Bug in internal::psqrt SSE implementation
Submitted by Jeff Dean
Assigned to Nobody
Link to original bugzilla bug (#613)
Operating system: Linux
Description
Created attachment 346
Patch to fix the problem. However, it has a lengthy comment that you probably can just remove from the real distribution.
The internal::psqrt routine in Eigen/src/Core/arch/SSE/MathFunctions.h appears to have a bug whereby values in the range [1.17549e-038, 1.19209e-007] return a square root value of exactly 0.0, rather than a true square root. This is because the code that computes the non_zero_mask on the Packet4f entry by comparing to see which values are greater than std::numeric_limits<float>::epsilon() (i.e. 1.19209e-007), rather than std::numeric_limits<float>::min() (i.e. 1.17549e-038).

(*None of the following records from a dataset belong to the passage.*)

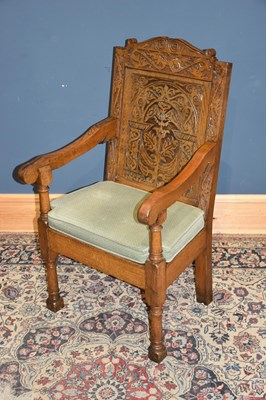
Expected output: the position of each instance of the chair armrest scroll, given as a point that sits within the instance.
(98, 133)
(151, 208)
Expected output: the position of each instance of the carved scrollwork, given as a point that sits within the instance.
(205, 183)
(215, 114)
(170, 63)
(161, 128)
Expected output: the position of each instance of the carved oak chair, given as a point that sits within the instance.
(163, 136)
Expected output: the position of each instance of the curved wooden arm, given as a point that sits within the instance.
(151, 208)
(98, 133)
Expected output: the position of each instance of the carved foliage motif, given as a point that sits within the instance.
(162, 128)
(205, 183)
(173, 56)
(170, 63)
(216, 104)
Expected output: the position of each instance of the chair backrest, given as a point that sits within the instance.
(170, 98)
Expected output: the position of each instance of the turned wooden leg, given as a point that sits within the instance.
(54, 301)
(155, 294)
(157, 349)
(203, 277)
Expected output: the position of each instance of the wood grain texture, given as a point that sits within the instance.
(238, 213)
(164, 135)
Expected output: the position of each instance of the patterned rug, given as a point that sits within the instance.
(96, 347)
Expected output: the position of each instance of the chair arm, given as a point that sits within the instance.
(98, 133)
(162, 198)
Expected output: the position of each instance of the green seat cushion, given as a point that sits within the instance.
(105, 215)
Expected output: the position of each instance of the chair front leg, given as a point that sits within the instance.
(203, 276)
(54, 301)
(155, 294)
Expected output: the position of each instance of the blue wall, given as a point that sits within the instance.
(55, 68)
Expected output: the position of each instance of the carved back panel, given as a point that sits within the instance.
(168, 97)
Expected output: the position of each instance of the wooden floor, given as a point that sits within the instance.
(232, 214)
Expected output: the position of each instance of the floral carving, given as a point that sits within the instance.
(162, 128)
(205, 186)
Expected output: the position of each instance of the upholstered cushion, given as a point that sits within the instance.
(104, 215)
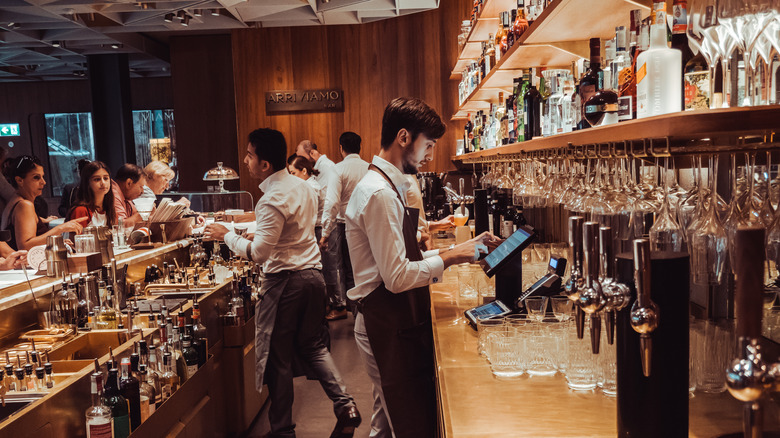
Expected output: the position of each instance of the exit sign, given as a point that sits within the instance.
(9, 130)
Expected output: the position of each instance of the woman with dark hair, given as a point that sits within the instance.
(25, 173)
(95, 199)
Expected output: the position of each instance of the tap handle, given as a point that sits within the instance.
(575, 240)
(607, 253)
(749, 279)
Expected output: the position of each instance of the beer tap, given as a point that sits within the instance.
(644, 312)
(617, 295)
(591, 299)
(576, 279)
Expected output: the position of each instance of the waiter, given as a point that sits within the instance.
(393, 325)
(289, 320)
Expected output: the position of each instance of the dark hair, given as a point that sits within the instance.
(129, 171)
(411, 114)
(86, 198)
(19, 166)
(269, 146)
(301, 163)
(350, 142)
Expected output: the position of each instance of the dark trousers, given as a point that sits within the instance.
(300, 320)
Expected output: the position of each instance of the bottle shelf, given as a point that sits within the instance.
(688, 132)
(555, 39)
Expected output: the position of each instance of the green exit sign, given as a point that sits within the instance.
(9, 130)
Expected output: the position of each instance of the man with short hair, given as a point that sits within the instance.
(344, 177)
(393, 325)
(128, 184)
(289, 320)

The fix is to change this line:
Packet4f non_zero_mask =
_mm_cmpgt_ps(_x, pset1<Packet4f>(std::numeric_limits<float>::epsilon()));
To:
Packet4f non_zero_mask =
_mm_cmpgt_ps(_x, pset1<Packet4f>(std::numeric_limits<float>::min()));
A test program that exhaustively shows where values in this range compute sqrt results that differ by more than 0.00001 from the default sqrt(float) implementation is below.
It might be worth incorporating the style of this test program into the library to test all the other specialized Packet implementations in MathFunctions.h in a similar manner (i.e. make sure that the Packet SSE implementations compute answers that are very similar to the default single-value implementations for a large number of randomly selected floating point values).
Bug fix for Eigen3 psqrt() operation, where values that were
between 0 and std::numeric_limits<float>::epsilon() (1.19209e-007)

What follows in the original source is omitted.